Title: Frog and bunny-shaped quaternion Julia sets Post by: tkim on July 30, 2015, 04:13:19 AM Since there is so much discussion of the 3D Mandelbulb on this forum, I thought you might be interested in my recent paper, "Quaternion Julia Set Shape Optimization":
http://www.mat.ucsb.edu/~kim/JULIA/ It describes a method for finding quaternion Julia sets that approximate any arbitrary shape, including a bunny: (http://www.mat.ucsb.edu/~kim/JULIA/images/bunny_medium.png) a frog: (http://www.mat.ucsb.edu/~kim/JULIA/images/frog_medium.png) and a tooth: (http://www.mat.ucsb.edu/~kim/JULIA/images/tooth_medium.png) A video describing the whole process is here: https://youtu.be/uZVGw5ataP0 Finding these Julia sets seems possible, but unfortunately, not very easy. Source code is also available if you are interested: http://www.mat.ucsb.edu/~kim/JULIA/source.html It is firmly research code; not a full-featured application. Still, I hope somebody finds it useful. Title: Re: Frog and bunny-shaped quaternion Julia sets Post by: cKleinhuis on July 30, 2015, 11:50:08 AM way coool, hello and welcome to the forums
you can assume that we guys want to play with your algorithm ;) for now you cen elaborate some inner mechanics, are you using a massive hybrid to create this shape fitting formula ? after the shape search is finished what is the result ? a bunch of numbers that do not slow down the final rendering process? it looks like you do it in realtime, but hard to tell from a video Title: Re: Frog and bunny-shaped quaternion Julia sets Post by: kram1032 on July 30, 2015, 01:07:27 PM Really neat! Is this a 3D-extension of the algorithm a couple years back capable of making Julia-sets in any 2D shape or is this an entirely different approach?

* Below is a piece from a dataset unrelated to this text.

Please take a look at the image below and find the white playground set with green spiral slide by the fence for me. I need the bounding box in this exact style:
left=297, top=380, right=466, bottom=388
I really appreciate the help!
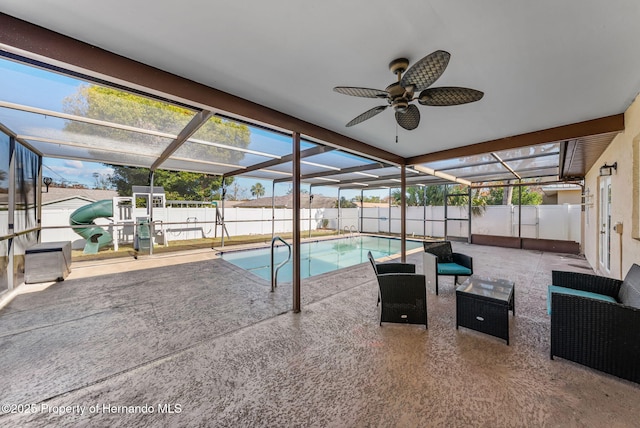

Title: Re: Frog and bunny-shaped quaternion Julia sets Post by: tkim on July 31, 2015, 08:09:34 PM It's inspired by the analytic 2D solution from a few years ago, and uses a lot of the same formulas. But, that approach used a bunch of conformal theory that don't appear to generalize trivially to 4D (I asked), so I formulated a numerical approach.
The paper goes into gruesome detail on how this is all done. It is much, much slower than the usual quaternion Julia sets, because it doesn't use a quadratic polynomial map. Instead it uses a rational function with hundreds of roots, which is why it can fit things, but it then takes a long time to evaluate, e.g. an hour per frame. The video is a result of deploying the render to a cluster. Definitely not real-time. The GPU isn't as helpful as usual on this front either, because it needs to remember hundreds of root locations instead of just one "c" constant to add every time, so it runs out of registers quicker than usual. So, it looks like this is possible :D but not yet fast :sad1:. Title: Re: Frog and bunny-shaped quaternion Julia sets Post by: kram1032 on July 31, 2015, 08:51:50 PM Wait a second, since it's 4D but it (presumably) "only" fits roots in 3D, could you make it, like, fit another 1D object in the remaining dimension? Or, perhaps slightly more neat, two different 2D objects in perpendicular directions. Or else with some shoehorning / creativity, it might be possible to fit two 3D objects which happen to, like, share an outline in one dimension so you can have them overlap. Yeah, with these complex shapes I'm not surprised it's terribly slow. |